身代わり王子にご用心
『なるほど』
カラトリーを再び手にしたおじいちゃんは、黙々と料理を平らげていく。なんだか上品な食べ方だな……と眺めていると、あっという間にお皿が空になった。
『……なかなか美味しかった。料理人の心は料理が全て語ってくれたな』
そして、カラトリーを置いたおじいちゃんは、娘さんに目を向けて問いかけた。
『弥生さん、どうだね? 彼女と彼女の料理は』
……ん? 弥生さん?
どこかで聞いたことがある名前だなぁ……なんて呑気に考えたら。その弥生さん本人から、意外なひと言が発された。
『……そうですわね。わたくしとしましては、十分合格と思いますわ』
『あ、ありがとうございます』
私としては美味しかった、という意味での賞賛かと思ったのだけど。
『息子が気に入るのも解る気がしますわ、桃花さん。あなたはとっても素敵な女性なんですね』
控えめな笑顔を見たら、それがどこかの誰かとダブる。……いやいや、まさか。勘違いだと思おうとしたけど。
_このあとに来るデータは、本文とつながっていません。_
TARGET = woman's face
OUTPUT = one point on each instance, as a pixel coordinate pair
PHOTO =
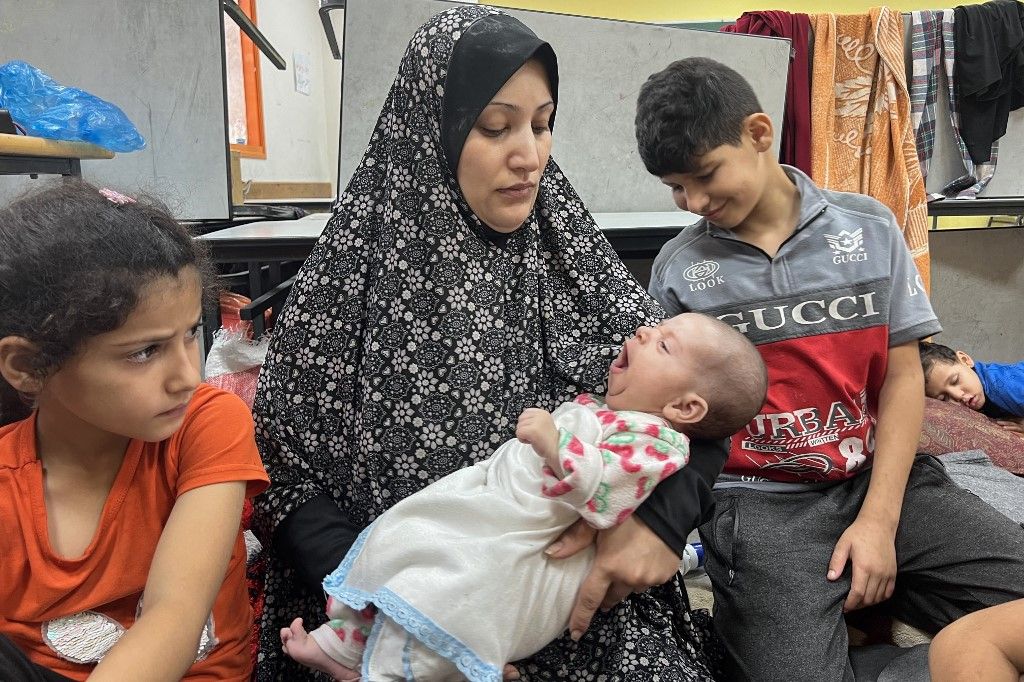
(507, 150)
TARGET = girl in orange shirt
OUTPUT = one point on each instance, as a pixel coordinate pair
(122, 477)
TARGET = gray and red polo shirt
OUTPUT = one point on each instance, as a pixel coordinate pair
(823, 312)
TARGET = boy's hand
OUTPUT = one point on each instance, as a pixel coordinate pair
(1016, 424)
(870, 546)
(537, 428)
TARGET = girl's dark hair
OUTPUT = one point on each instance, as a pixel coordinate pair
(73, 264)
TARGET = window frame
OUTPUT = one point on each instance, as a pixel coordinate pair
(252, 85)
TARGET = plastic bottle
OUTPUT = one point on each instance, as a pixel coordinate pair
(692, 557)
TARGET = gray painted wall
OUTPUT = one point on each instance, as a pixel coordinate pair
(163, 64)
(977, 291)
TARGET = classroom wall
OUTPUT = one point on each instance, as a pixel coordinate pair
(301, 131)
(977, 287)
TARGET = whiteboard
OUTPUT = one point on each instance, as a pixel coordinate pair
(162, 62)
(601, 64)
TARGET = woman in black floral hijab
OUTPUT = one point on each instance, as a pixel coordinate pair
(460, 281)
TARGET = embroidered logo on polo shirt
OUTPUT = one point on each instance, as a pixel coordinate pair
(847, 247)
(702, 275)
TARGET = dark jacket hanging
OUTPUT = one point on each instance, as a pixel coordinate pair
(988, 71)
(796, 143)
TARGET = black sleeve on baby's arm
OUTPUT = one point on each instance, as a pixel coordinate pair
(314, 539)
(683, 501)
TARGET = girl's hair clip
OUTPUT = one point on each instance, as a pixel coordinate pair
(116, 197)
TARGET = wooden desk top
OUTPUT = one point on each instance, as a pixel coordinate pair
(27, 145)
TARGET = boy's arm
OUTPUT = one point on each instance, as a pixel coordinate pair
(869, 542)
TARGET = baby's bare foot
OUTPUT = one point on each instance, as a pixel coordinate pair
(297, 643)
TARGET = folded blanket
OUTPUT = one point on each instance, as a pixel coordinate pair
(860, 117)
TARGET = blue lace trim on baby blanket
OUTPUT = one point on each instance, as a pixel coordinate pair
(415, 623)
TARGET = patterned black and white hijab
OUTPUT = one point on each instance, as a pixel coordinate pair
(414, 336)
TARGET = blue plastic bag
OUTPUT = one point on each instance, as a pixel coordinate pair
(46, 109)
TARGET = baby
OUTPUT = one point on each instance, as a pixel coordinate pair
(457, 571)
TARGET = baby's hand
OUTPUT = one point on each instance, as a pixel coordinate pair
(537, 428)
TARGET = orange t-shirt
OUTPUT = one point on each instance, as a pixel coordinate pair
(215, 444)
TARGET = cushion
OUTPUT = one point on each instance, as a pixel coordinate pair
(950, 427)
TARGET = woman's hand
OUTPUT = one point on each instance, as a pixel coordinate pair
(630, 558)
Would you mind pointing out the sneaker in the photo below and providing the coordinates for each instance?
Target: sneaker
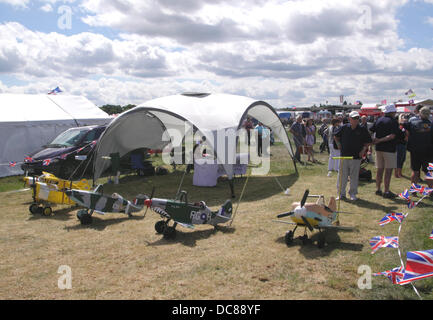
(389, 195)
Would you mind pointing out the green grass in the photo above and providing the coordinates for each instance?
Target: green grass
(121, 258)
(11, 183)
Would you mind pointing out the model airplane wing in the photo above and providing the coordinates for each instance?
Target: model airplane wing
(186, 225)
(339, 228)
(286, 222)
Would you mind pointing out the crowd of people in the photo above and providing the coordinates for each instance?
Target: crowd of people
(351, 139)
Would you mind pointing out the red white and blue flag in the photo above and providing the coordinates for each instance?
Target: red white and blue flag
(397, 216)
(411, 204)
(405, 195)
(394, 275)
(383, 242)
(416, 188)
(419, 265)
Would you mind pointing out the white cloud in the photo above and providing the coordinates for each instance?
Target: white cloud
(47, 8)
(291, 52)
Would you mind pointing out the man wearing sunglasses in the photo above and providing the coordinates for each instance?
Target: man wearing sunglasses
(353, 141)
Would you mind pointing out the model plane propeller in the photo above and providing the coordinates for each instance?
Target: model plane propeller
(186, 214)
(312, 216)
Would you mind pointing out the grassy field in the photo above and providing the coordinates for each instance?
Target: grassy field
(118, 257)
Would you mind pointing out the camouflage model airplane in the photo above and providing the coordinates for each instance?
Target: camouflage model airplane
(186, 214)
(312, 216)
(97, 202)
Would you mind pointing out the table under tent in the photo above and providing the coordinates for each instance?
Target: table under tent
(165, 121)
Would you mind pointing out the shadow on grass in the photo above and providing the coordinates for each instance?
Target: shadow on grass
(61, 214)
(257, 187)
(190, 239)
(310, 250)
(101, 224)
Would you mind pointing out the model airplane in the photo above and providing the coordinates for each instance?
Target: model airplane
(313, 216)
(186, 214)
(97, 202)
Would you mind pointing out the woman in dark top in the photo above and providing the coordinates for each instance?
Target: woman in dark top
(401, 146)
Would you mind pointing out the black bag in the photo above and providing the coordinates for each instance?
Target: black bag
(364, 174)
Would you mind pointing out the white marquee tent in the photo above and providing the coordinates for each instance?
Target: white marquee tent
(29, 121)
(146, 124)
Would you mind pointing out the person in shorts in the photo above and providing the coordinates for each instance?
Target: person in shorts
(420, 145)
(386, 130)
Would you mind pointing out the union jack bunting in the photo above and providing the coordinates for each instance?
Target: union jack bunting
(405, 195)
(392, 216)
(427, 191)
(411, 204)
(416, 188)
(419, 265)
(383, 242)
(394, 275)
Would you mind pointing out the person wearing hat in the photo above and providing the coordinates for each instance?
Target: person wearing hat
(353, 141)
(386, 130)
(420, 145)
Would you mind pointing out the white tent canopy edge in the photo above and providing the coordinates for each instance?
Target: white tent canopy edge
(147, 124)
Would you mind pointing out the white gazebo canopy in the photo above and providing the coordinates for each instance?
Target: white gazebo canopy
(147, 124)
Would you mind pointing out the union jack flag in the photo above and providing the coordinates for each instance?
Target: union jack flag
(416, 188)
(419, 265)
(392, 216)
(405, 195)
(411, 204)
(395, 275)
(427, 191)
(383, 242)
『国王陛下、弥生妃殿下、そろそろ次のご公務に向かうお時間です』
黒いスーツを着た侍従長に促され、やれやれと立ち上がるおじいちゃんが国王陛下だったことも。実は客としていた周りが警備の人だったことも。何もかもが非現実的過ぎて、その場で失神しそうになった。
『モモカとやら、よかったら隣のスーパーに行きなさい。でくのぼうが頑張っておるからな』
国王陛下はかっかっか、と笑いながら、意気揚々とレストランから去っていきました。